# ✈️ AeroDemo: Workflow & Instructions

This document outlines the end-to-end workflow for simulating and analyzing aircraft sensor and maintenance data using **Delta Live Tables**, **Auto Loader**, and **MLflow** within Databricks. The goal is to demonstrate predictive maintenance capabilities by identifying aircraft at risk of **AOG (Aircraft on Ground)** events.

---

## 📚 Notebook Workflow

| Notebook Name                             | Purpose |
|------------------------------------------|---------|
| `01_Table_Creation.ipynb`                | 🏗️ Creates all required Delta tables in Unity Catalog (e.g., `raw_sensor_data`, `maintenance_events`, etc.) |
| `02_Synthetic_Data_Generation.ipynb`     | 🧪 Generates synthetic CSV files for sensor and maintenance event data with timestamped filenames |
| `03_DLT_Pipeline_Full.ipynb`             | 🔁 Unified DLT pipeline that ingests raw data, cleanses it, enriches it with recent maintenance info, and computes sensor features |
| `04_Model_Training_And_Registration.ipynb`| 🤖 Trains a Random Forest model to detect anomalies, logs it with MLflow, and registers it in Unity Catalog |
| `05_Model_Inference.ipynb`               | 📈 Loads the registered model to predict anomalies on new data |
| `06_Anomaly_Alert_Writeback.ipynb`       | 🚨 Filters high-risk predictions and writes them to `anomaly_alerts` Delta table |

---

## ▶️ Execution Order & Triggers

### ✅ One-Time Setup
- **`01_Table_Creation.ipynb`**: Run once to initialize all Delta tables.

### 🔄 Generate New Data
- **`02_Synthetic_Data_Generation.ipynb`**: Use to produce fresh input files. Output will automatically be picked up by the DLT pipeline (via Auto Loader).

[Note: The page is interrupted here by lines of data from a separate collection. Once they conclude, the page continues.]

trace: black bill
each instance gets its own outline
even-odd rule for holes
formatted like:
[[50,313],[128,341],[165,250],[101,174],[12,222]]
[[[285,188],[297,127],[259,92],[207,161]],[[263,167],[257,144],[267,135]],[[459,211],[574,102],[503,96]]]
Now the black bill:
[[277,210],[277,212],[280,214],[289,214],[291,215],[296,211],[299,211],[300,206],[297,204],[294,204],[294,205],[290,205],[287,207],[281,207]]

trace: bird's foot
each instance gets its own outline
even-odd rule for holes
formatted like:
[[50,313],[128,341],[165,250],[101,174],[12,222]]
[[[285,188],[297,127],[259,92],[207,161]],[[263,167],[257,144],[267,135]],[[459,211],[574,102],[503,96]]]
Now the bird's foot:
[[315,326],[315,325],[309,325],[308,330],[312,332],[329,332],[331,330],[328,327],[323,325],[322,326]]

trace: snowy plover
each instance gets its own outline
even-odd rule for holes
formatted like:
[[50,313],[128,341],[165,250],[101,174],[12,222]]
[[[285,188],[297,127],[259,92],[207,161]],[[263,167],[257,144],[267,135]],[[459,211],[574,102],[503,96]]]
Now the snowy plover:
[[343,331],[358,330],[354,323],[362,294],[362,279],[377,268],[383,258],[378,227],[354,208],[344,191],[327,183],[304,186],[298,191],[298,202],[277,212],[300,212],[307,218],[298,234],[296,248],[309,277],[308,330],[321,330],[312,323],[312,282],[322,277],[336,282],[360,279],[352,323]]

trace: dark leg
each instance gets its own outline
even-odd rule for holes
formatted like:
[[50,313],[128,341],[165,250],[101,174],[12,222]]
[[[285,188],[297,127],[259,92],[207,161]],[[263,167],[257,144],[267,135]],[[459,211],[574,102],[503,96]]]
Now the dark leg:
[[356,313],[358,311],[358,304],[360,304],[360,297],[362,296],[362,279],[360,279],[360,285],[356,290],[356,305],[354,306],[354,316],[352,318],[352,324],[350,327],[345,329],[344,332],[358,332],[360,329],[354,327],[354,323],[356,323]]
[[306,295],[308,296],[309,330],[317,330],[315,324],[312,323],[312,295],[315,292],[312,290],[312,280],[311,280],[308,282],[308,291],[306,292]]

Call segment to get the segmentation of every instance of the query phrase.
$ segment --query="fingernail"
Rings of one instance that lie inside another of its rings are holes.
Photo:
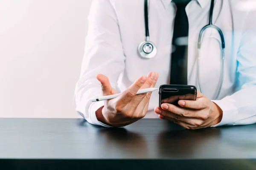
[[[167,100],[168,99],[163,99],[163,100],[162,100],[162,102],[166,102],[167,101]]]
[[[157,108],[157,109],[156,109],[156,110],[155,111],[156,113],[158,114],[161,114],[162,113],[162,110],[161,110],[158,108]]]
[[[182,100],[179,100],[179,102],[178,102],[178,103],[181,106],[185,105],[185,102]]]
[[[147,77],[145,76],[143,76],[140,79],[140,82],[144,82],[147,79]]]
[[[158,74],[157,73],[156,74],[156,76],[155,76],[155,79],[156,80],[157,80],[157,79],[158,79],[158,76],[159,76]]]
[[[179,99],[183,99],[186,96],[185,95],[180,96],[179,97]]]
[[[156,74],[154,72],[153,72],[152,73],[152,74],[151,74],[151,76],[150,76],[150,78],[151,79],[154,79],[154,78],[155,76],[156,75]]]
[[[162,105],[161,105],[161,107],[164,110],[167,110],[168,109],[168,105],[166,105],[166,104],[162,104]]]

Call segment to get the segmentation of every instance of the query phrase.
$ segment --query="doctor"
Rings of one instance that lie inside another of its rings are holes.
[[[256,122],[256,11],[245,8],[250,2],[93,0],[76,110],[107,127],[144,116],[190,129]],[[201,32],[209,23],[214,26]],[[150,53],[138,48],[145,39]],[[196,86],[196,100],[158,107],[157,93],[135,95],[169,83]],[[90,101],[120,92],[115,99]]]

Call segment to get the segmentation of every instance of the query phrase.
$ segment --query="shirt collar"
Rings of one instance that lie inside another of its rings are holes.
[[[162,0],[162,2],[166,8],[172,0]],[[198,3],[201,8],[204,8],[209,3],[210,0],[195,0]]]

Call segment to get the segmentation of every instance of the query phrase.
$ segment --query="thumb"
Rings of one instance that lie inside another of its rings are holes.
[[[106,76],[101,74],[97,75],[96,78],[102,84],[103,96],[112,94],[113,88],[110,85],[108,78]]]

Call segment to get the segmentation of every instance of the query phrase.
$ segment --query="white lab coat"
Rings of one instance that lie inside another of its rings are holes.
[[[214,100],[223,110],[217,126],[256,122],[256,12],[239,9],[243,0],[216,0],[213,22],[224,34],[226,48],[223,84]],[[197,42],[200,30],[209,22],[210,0],[192,0],[186,10],[189,22],[188,83],[199,89],[197,74]],[[119,91],[139,76],[151,71],[159,74],[156,87],[168,84],[173,27],[176,8],[171,0],[151,0],[150,40],[157,48],[156,56],[143,59],[137,48],[144,40],[144,0],[94,0],[88,17],[81,76],[76,85],[76,110],[89,123],[106,126],[97,119],[95,111],[103,101],[90,99],[102,95],[96,76],[102,74]],[[221,75],[220,39],[215,30],[204,34],[201,52],[201,80],[204,94],[215,96]],[[153,92],[145,117],[157,117],[158,94]]]

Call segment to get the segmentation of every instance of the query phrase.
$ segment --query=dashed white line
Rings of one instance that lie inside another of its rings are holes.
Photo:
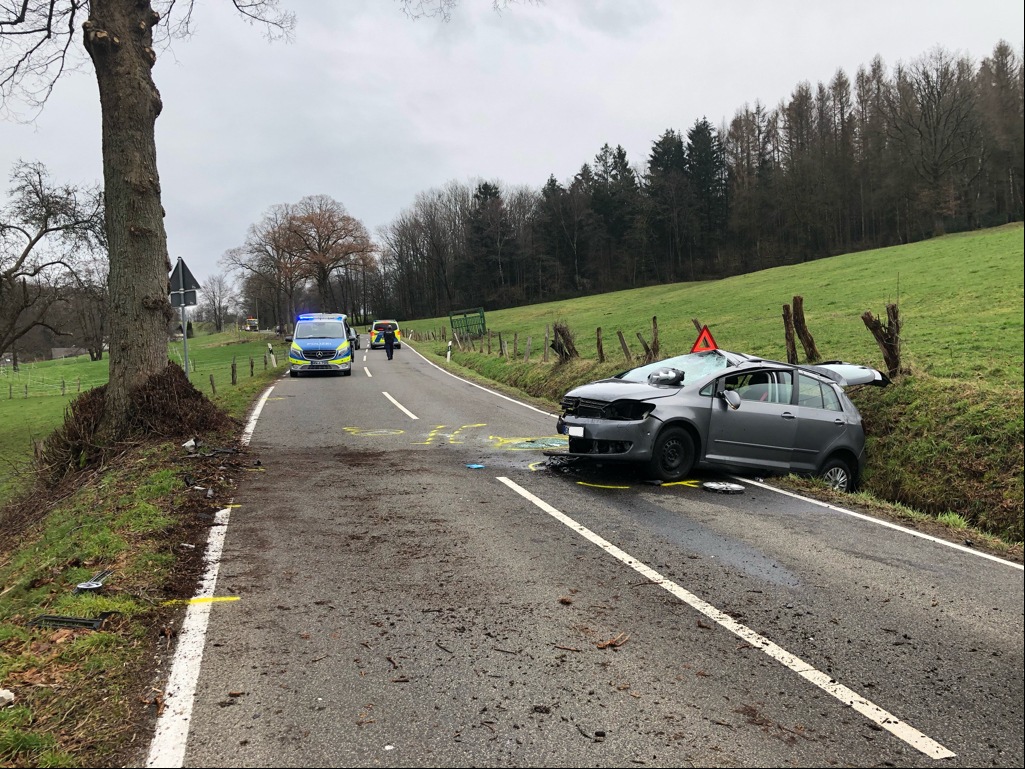
[[[419,416],[417,416],[416,414],[414,414],[412,411],[410,411],[408,408],[406,408],[401,403],[399,403],[399,401],[397,401],[395,398],[393,398],[392,396],[389,396],[387,393],[381,393],[381,395],[384,396],[385,398],[387,398],[389,401],[392,401],[392,403],[395,404],[395,407],[397,409],[399,409],[400,411],[402,411],[402,413],[404,413],[410,419],[419,419],[420,418]]]
[[[543,499],[535,496],[534,494],[527,491],[522,486],[514,483],[508,478],[499,477],[499,481],[508,486],[515,492],[520,494],[522,497],[528,501],[535,504],[537,508],[541,509],[549,516],[555,518],[557,521],[563,525],[569,527],[573,531],[576,531],[582,537],[588,541],[597,544],[599,548],[604,550],[613,558],[617,559],[626,566],[637,571],[639,574],[644,576],[649,581],[661,586],[663,590],[672,594],[674,597],[686,603],[688,606],[696,609],[697,611],[704,614],[708,619],[712,620],[716,624],[726,630],[730,631],[734,635],[740,637],[747,643],[749,643],[753,648],[762,650],[764,653],[768,654],[770,657],[775,659],[777,662],[789,667],[791,671],[796,673],[798,676],[804,678],[806,681],[810,681],[815,684],[815,686],[822,689],[832,697],[835,697],[840,702],[846,705],[850,705],[855,711],[860,713],[862,716],[867,718],[869,721],[877,724],[880,728],[886,729],[888,732],[893,734],[898,739],[903,740],[907,744],[914,747],[916,751],[924,753],[931,759],[950,759],[956,756],[956,754],[951,753],[946,747],[941,745],[936,740],[931,737],[926,736],[917,729],[913,728],[909,724],[905,724],[903,721],[887,713],[881,707],[865,699],[857,692],[846,686],[836,683],[830,676],[821,671],[816,670],[812,665],[805,662],[799,657],[790,654],[780,646],[777,646],[769,639],[764,636],[758,635],[750,628],[741,624],[736,619],[731,617],[729,614],[720,611],[711,604],[702,601],[700,598],[695,596],[690,591],[685,590],[680,586],[671,579],[667,579],[651,567],[641,563],[636,558],[630,556],[628,553],[620,550],[612,542],[599,536],[593,531],[583,526],[564,513],[552,508]]]

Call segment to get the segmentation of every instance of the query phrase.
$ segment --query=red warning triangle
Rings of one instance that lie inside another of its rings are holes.
[[[691,352],[707,353],[709,350],[719,350],[719,345],[711,337],[711,331],[708,330],[708,326],[701,326],[701,333],[698,334],[698,340],[694,342]]]

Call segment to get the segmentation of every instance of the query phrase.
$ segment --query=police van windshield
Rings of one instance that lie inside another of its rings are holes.
[[[319,321],[295,325],[296,339],[344,339],[346,336],[345,324],[340,321]]]

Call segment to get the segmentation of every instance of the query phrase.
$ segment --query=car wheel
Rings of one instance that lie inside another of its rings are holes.
[[[655,439],[649,472],[660,481],[679,481],[694,467],[694,441],[682,428],[666,428]]]
[[[838,456],[831,457],[822,466],[822,480],[828,483],[834,491],[851,492],[855,490],[854,473],[851,466]]]

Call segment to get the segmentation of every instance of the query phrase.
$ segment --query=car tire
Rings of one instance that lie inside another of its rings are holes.
[[[832,487],[833,491],[851,493],[857,487],[857,479],[854,477],[851,466],[838,456],[827,459],[826,463],[822,466],[819,476]]]
[[[683,428],[665,428],[655,439],[648,471],[659,481],[679,481],[694,468],[694,440]]]

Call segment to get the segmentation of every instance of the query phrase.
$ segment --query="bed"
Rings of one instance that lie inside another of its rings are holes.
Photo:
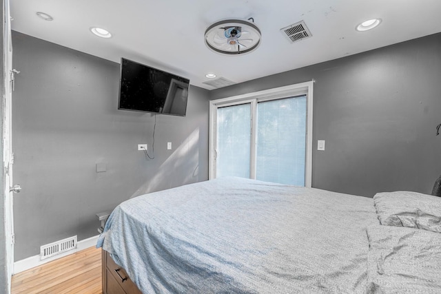
[[[97,246],[143,293],[441,293],[441,198],[222,178],[121,203]]]

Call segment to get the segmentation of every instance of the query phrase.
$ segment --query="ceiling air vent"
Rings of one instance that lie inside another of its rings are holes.
[[[291,43],[312,36],[303,21],[283,28],[280,29],[280,32],[288,39],[288,41],[289,41]]]
[[[205,82],[202,82],[202,83],[210,85],[215,88],[221,88],[223,87],[231,86],[232,85],[236,84],[236,83],[222,77],[216,78],[216,80],[206,81]]]

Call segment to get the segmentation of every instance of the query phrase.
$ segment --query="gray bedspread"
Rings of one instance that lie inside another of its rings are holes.
[[[98,246],[145,293],[366,293],[371,198],[236,178],[139,196]]]

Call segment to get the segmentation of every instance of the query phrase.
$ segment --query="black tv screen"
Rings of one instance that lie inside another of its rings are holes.
[[[189,80],[121,59],[119,109],[185,116]]]

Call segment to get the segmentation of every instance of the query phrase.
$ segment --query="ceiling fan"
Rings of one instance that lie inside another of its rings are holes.
[[[205,44],[212,50],[227,55],[249,53],[260,44],[260,30],[249,21],[225,19],[216,22],[205,30]]]

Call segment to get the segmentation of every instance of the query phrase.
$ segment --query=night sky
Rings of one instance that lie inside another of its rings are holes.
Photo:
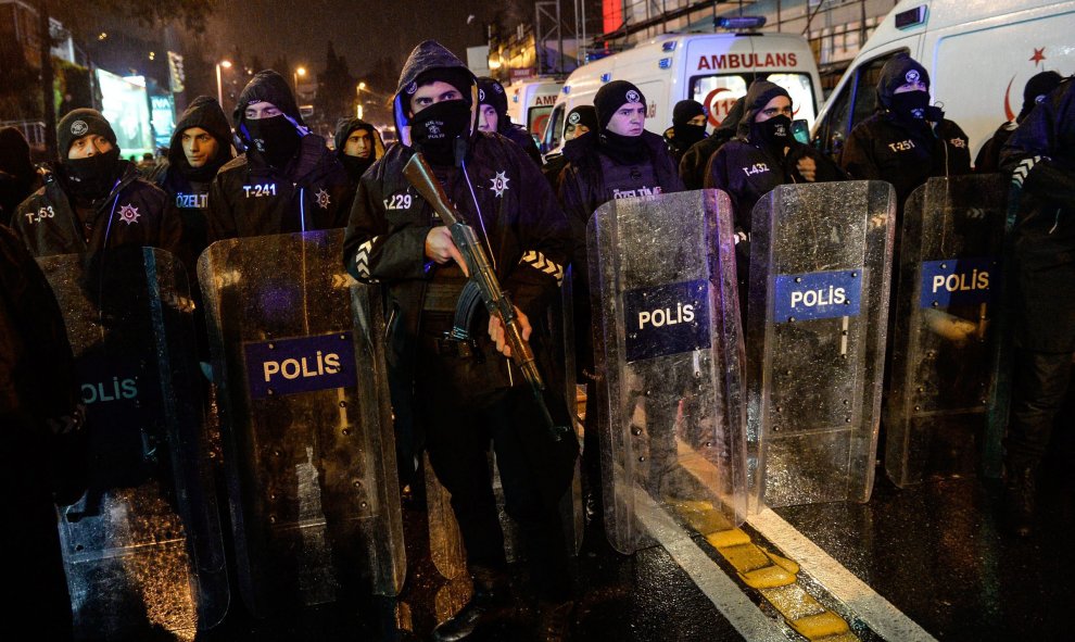
[[[266,65],[283,53],[292,66],[317,71],[325,64],[326,43],[362,74],[381,56],[403,61],[421,40],[432,38],[466,62],[466,48],[484,45],[483,24],[507,13],[515,25],[530,21],[533,2],[520,0],[250,0],[220,2],[206,28],[205,42],[224,56],[236,42],[244,56]],[[475,18],[467,24],[467,17]],[[212,45],[210,45],[212,43]],[[212,54],[212,52],[206,52]],[[283,73],[283,70],[277,70]],[[394,91],[395,87],[380,88]]]

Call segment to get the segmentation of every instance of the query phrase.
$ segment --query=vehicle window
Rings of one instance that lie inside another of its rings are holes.
[[[838,95],[830,99],[832,106],[825,122],[818,128],[814,143],[832,155],[833,160],[839,162],[844,141],[851,129],[877,110],[877,78],[881,77],[881,68],[888,59],[905,51],[907,49],[890,51],[859,65],[853,72],[855,77],[844,84]]]
[[[546,119],[545,134],[542,137],[542,153],[548,153],[560,144],[564,137],[564,104],[553,109],[553,114]]]
[[[769,80],[787,89],[795,105],[795,118],[813,124],[818,113],[813,96],[813,81],[809,74],[721,74],[691,78],[691,98],[706,105],[709,124],[718,127],[728,116],[735,101],[746,96],[747,87],[756,78]]]
[[[545,131],[545,123],[548,122],[548,114],[553,113],[553,105],[541,105],[530,108],[527,113],[527,130],[534,138],[541,138]]]

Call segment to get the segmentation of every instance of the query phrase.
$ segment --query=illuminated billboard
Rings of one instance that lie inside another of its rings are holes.
[[[127,79],[97,70],[97,81],[101,88],[101,113],[112,124],[124,158],[131,154],[141,156],[144,152],[153,151],[146,81],[139,84],[137,80],[137,76]]]

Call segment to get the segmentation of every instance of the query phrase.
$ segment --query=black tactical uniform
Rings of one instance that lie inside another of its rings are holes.
[[[1037,469],[1075,353],[1075,81],[1065,80],[1020,124],[1001,167],[1021,188],[1009,281],[1016,353],[1006,442],[1008,506],[1012,529],[1028,534]]]
[[[4,581],[15,589],[0,616],[38,640],[69,640],[71,596],[54,503],[86,488],[85,431],[50,429],[77,416],[78,386],[60,306],[34,257],[0,225],[0,490],[8,500],[0,545],[11,552]]]
[[[717,153],[725,142],[735,138],[735,133],[739,126],[739,118],[743,117],[743,103],[746,97],[735,101],[728,116],[721,121],[720,127],[703,140],[691,146],[683,153],[680,161],[680,178],[683,179],[683,187],[686,189],[701,189],[706,182],[706,169],[709,167],[709,159]]]
[[[925,67],[906,54],[885,63],[877,80],[877,102],[885,111],[855,126],[840,159],[852,179],[893,184],[900,214],[896,229],[900,229],[903,203],[914,188],[931,176],[971,173],[971,149],[959,125],[944,118],[935,106],[925,106],[919,116],[894,108],[895,91],[908,77],[929,84]]]
[[[632,100],[625,98],[631,92]],[[657,196],[683,191],[675,163],[665,140],[650,131],[641,136],[627,137],[608,131],[607,126],[616,113],[628,102],[642,102],[645,97],[630,83],[617,80],[602,88],[594,97],[597,109],[597,129],[583,134],[567,143],[564,158],[567,166],[560,173],[559,198],[571,225],[574,241],[574,262],[571,273],[574,278],[576,360],[580,381],[597,381],[594,368],[593,320],[590,299],[590,266],[586,260],[586,225],[602,204],[615,199]],[[591,394],[589,399],[593,399]],[[598,519],[603,514],[603,490],[600,467],[600,443],[597,427],[602,423],[600,404],[587,403],[583,455],[589,481],[587,504]],[[590,410],[597,412],[590,412]],[[647,408],[655,417],[666,416],[658,410]],[[655,419],[656,421],[656,419]],[[674,449],[674,444],[657,441],[650,448],[661,445]],[[670,449],[666,449],[670,450]],[[650,460],[663,461],[665,453],[652,451]]]
[[[182,224],[167,215],[168,197],[138,168],[119,161],[123,173],[109,196],[76,213],[66,191],[63,163],[18,206],[12,227],[35,256],[76,254],[122,246],[149,246],[187,260]]]
[[[739,121],[735,138],[724,143],[709,161],[704,181],[707,188],[722,189],[732,200],[735,213],[735,230],[750,231],[754,205],[776,186],[806,182],[797,164],[802,159],[813,159],[817,165],[814,181],[826,182],[843,179],[844,173],[821,152],[802,144],[791,135],[777,144],[761,139],[752,126],[758,113],[776,96],[787,96],[782,88],[759,80],[750,85],[745,99],[746,111]],[[779,149],[784,148],[784,149]]]
[[[410,97],[432,80],[454,84],[467,100],[437,102],[412,115]],[[567,222],[548,184],[518,146],[476,131],[475,93],[473,75],[450,51],[433,41],[415,48],[395,100],[401,144],[363,176],[344,244],[351,274],[382,284],[387,294],[401,466],[418,455],[421,438],[414,432],[425,432],[433,470],[452,493],[475,578],[475,597],[435,633],[444,640],[468,635],[473,622],[503,603],[506,591],[504,539],[486,458],[491,441],[506,508],[521,527],[540,597],[561,603],[571,593],[558,502],[569,487],[578,443],[549,437],[522,375],[489,340],[483,312],[469,328],[470,341],[445,337],[465,279],[454,264],[427,257],[427,236],[441,223],[403,176],[420,146],[495,262],[501,285],[529,317],[541,370],[555,380],[542,319],[570,257]],[[460,152],[463,167],[453,164]],[[546,403],[557,421],[567,420],[562,399],[546,394]]]
[[[216,139],[216,156],[201,167],[191,167],[182,149],[182,134],[191,127],[200,127]],[[217,171],[233,156],[228,117],[216,99],[199,96],[179,117],[168,148],[168,163],[157,174],[157,185],[170,199],[169,207],[182,218],[185,239],[195,261],[208,244],[205,214],[210,185]],[[188,265],[187,269],[193,276],[194,265]]]
[[[280,137],[299,136],[287,158],[271,160],[280,140],[252,134],[245,117],[251,102],[276,105],[291,127]],[[354,185],[325,139],[309,134],[287,81],[273,71],[258,72],[239,95],[233,114],[246,153],[220,167],[210,188],[208,242],[236,237],[343,227]],[[262,146],[264,149],[258,149]],[[274,164],[275,163],[275,164]]]
[[[1000,152],[1008,143],[1012,133],[1019,127],[1034,106],[1045,100],[1053,89],[1060,85],[1063,77],[1057,72],[1041,72],[1030,76],[1023,88],[1023,109],[1020,110],[1014,121],[1009,121],[997,128],[996,134],[982,146],[978,155],[974,158],[974,171],[978,174],[994,174],[1000,172]],[[1006,103],[1007,104],[1007,103]]]

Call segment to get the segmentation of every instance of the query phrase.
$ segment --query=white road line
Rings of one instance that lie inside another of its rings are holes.
[[[891,642],[936,642],[911,618],[877,594],[869,584],[833,559],[820,546],[766,508],[747,518],[759,533],[779,546],[787,557],[821,583],[834,597],[847,605],[870,628]]]
[[[732,578],[640,488],[635,488],[635,517],[746,640],[787,642],[776,621],[761,613]]]

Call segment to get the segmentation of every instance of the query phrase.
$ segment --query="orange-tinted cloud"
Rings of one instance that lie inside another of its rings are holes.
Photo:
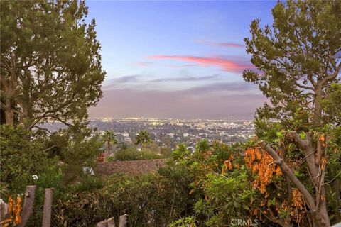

### ⚙️ DLT Pipeline Execution
- **`03_DLT_Pipeline_Full.ipynb`**: Run this to ingest and process new raw + maintenance data. It:
  - Ingests from volume paths using Auto Loader
  - Applies validation filters
  - Joins maintenance data
  - Computes rolling sensor features for ML

### 🎯 ML Pipeline
- **`04_Model_Training_And_Registration.ipynb`**: Trains, evaluates, and registers a classification model to predict anomalies.

### 🔍 Inference & Alerts
- **`05_Model_Inference.ipynb`**: Loads new sensor features and applies the model to detect anomalies. Outputs are stored in a new table: `anomaly_alerts`.

---

## 📊 Key Datasets

### ✈️ `aircraft_model_reference`

This table serves as the authoritative reference for aircraft metadata used in Digital Twin tracking.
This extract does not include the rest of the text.